Periodically, it may be required to study a sample of your bone marrow to diagnose anemia.
Treatment of anemia
Anemia treatment depends on the cause.
- Iron shortage anemia. Treatment for this type of anemia generally includes taking iron supplements and making changes to your diet. If the underlying cause of iron shortage is loss of blood– besides from menstruation– the source of the bleeding must be located and stopped. This might include surgery.
- Vitamin deficiency anemias. Treatment for folic acid and B-12 shortage involves dietary supplements and increasing these nutrients in your diet. If your digestive system has trouble taking in vitamin B-12 from the food you eat, you may need vitamin B-12 shots. Initially, you may get the shots every other day. Ultimately, you’ll require shots simply as soon as a month, which might continue for life, depending on your scenario.
- Anemia of chronic disease. There’s no specific treatment for this type of anemia. Physicians focus on treating the underlying disease. If symptoms become severe, a blood transfusion or injections of artificial erythropoietin, a hormone normally produced by your kidneys, might help stimulate red cell production and ease tiredness.
- Aplastic anemia. Treatment for this anemia might include blood transfusions to increase levels of RBC’s. You might require a bone marrow transplant if your bone marrow is infected and cannot make healthy blood cells.
- Anemias related to bone marrow disease. Treatment of these different diseases can include medication, chemotherapy or bone marrow transplantation.
- Hemolytic anemias. Handling hemolytic anemias includes avoiding suspect medications, treating associated infections and taking drugs that reduce your body immune system, which might be assaulting your red blood cells. Depending upon the intensity of your anemia, a blood transfusion or plasmapheresis might be essential. Plasmapheresis is a type of blood-filtering procedure. In specific cases, elimination of the spleen can be handy.
- Sickle cell anemia. Treatment for this anemia may include the administration of oxygen, pain-relieving drugs, and oral and intravenous fluids to reduce pain and prevent complications. Physicians likewise might suggest blood transfusions, folic acid supplements and antibiotics. A bone marrow transplant might be a reliable treatment in some scenarios. A cancer drug called hydroxyurea (Droxia, Hydrea) also is used to treat sickle cell anemia.

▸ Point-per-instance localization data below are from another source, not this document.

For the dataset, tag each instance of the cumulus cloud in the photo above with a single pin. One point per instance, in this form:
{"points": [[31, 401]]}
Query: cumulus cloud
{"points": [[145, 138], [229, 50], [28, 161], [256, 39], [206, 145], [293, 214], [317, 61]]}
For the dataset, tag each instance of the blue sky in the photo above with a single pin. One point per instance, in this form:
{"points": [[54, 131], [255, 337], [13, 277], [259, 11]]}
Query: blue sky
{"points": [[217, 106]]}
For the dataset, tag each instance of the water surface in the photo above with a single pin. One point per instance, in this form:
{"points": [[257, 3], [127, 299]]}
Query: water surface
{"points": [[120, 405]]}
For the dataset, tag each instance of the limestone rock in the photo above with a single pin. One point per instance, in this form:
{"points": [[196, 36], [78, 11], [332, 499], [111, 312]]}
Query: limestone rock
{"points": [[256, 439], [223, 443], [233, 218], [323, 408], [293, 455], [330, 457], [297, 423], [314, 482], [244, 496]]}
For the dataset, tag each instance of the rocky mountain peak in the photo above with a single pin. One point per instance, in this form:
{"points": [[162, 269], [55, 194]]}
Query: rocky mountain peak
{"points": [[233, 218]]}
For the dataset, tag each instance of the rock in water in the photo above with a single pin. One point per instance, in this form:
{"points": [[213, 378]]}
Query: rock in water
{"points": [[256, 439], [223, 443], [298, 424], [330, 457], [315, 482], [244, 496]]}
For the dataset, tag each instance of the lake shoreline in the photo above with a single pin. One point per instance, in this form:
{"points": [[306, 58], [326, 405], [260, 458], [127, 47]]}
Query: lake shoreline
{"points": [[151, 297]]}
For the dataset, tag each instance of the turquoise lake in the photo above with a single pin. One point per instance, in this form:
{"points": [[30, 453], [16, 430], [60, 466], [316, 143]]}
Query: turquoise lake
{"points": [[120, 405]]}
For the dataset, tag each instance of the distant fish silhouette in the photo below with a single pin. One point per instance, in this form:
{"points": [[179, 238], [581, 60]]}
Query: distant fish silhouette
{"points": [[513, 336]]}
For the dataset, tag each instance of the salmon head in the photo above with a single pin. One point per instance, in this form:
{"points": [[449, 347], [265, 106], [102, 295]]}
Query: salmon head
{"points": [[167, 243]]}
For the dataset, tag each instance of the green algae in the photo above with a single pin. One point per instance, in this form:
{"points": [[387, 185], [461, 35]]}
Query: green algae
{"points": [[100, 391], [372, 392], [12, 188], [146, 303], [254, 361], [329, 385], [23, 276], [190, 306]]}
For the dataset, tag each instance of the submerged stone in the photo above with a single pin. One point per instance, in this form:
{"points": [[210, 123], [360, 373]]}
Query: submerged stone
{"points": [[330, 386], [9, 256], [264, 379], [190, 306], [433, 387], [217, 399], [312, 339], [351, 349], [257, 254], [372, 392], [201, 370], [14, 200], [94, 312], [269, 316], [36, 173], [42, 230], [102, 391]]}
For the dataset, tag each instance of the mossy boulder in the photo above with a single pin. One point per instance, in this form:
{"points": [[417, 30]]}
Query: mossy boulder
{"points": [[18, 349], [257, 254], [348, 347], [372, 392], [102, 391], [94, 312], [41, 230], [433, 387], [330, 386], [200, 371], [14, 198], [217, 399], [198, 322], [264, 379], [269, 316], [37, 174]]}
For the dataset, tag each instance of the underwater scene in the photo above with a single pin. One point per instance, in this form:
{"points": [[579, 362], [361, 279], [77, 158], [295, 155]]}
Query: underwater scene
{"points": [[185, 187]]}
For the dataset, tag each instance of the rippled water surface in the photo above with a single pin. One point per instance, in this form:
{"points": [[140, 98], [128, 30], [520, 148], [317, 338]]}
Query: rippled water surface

- Thalassemia. This anemia might be treated with blood transfusions, folic acid supplements, medication, elimination of the spleen (splenectomy), or a blood and bone marrow stem cell transplant.
Home Remedy for Anemia
- Diet making up all the necessary elements required by the body is essential to treat anemia. Cereals, rice, milk products, vegetables and green leafy vegetables, meat and poultry, fish and nuts, eggs, beans and so on.
- Iron rich food such as liver, green leafy vegetables, wild rice, oysters, raisins and prunes, whole grain flour.
- Apple is rich source of iron, eat a couple of apples in a day, it is one of the easiest natural home remedy for anemia.
- Food cooked in iron pots increases iron content in the food.
- Eat citrus fruits they are helpful in taking in iron from the intestine. Drink a glass of orange with beat root and carrot root juice.